While working on a completely different project I discovered something curious on Amazon. That product was moldable thermoplastic pellets.
Shaped in balls like smaller-than-usual airsoft pellets, moldable thermoplastic melts at just 140F, can be formed like clay, and then increases in hardness as it approaches room temperature.
There are seemingly endless uses for this product, but I had a pet one in mind for the test: a US Optics turret tool.
With most scopes (several of them being US Optics) a simple hex wrench can be used to float turrets back to zero after obtaining a physical zero.
But no, not the case with the USO BT-10.
While official instructions say to press down with your palm on the top and rotate, the reality meant several friends and I tried in vain to accomplish this for about an hour.
And once you get it, it has to be pushed back in the same way.
Either way you cut it, it sucked on both ends.
So, a US Optics BT-10 tool it would be.
Firstly, you heat up some water at a medium temperature. Then drop some thermoplastic in place. Once it's clear, then it's pliable.
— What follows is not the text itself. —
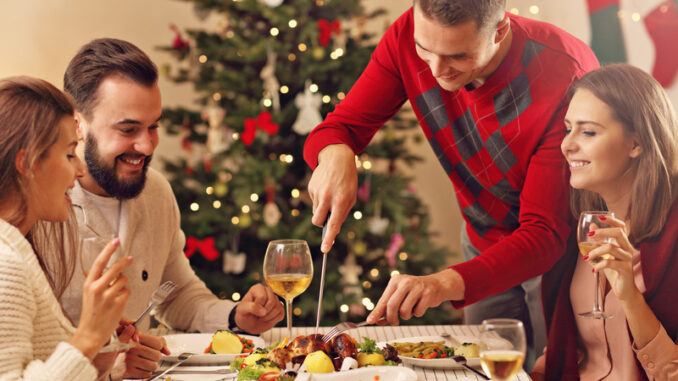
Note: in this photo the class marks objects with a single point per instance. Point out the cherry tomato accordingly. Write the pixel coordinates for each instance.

Then all you have to do is mold it around an object. I have found that it does not stick to treated metal but may to plastics (so use a release agent like PAM). As it comes to temperature, it becomes opaque again.
[Note that I did attempt to add texture which is why it looks so rough]
Does it work?
The extra area and easier grip makes floating turrets a HELLUVA lot easier with this scope.
The best part is, if you muck it up it can be re-melted and reused.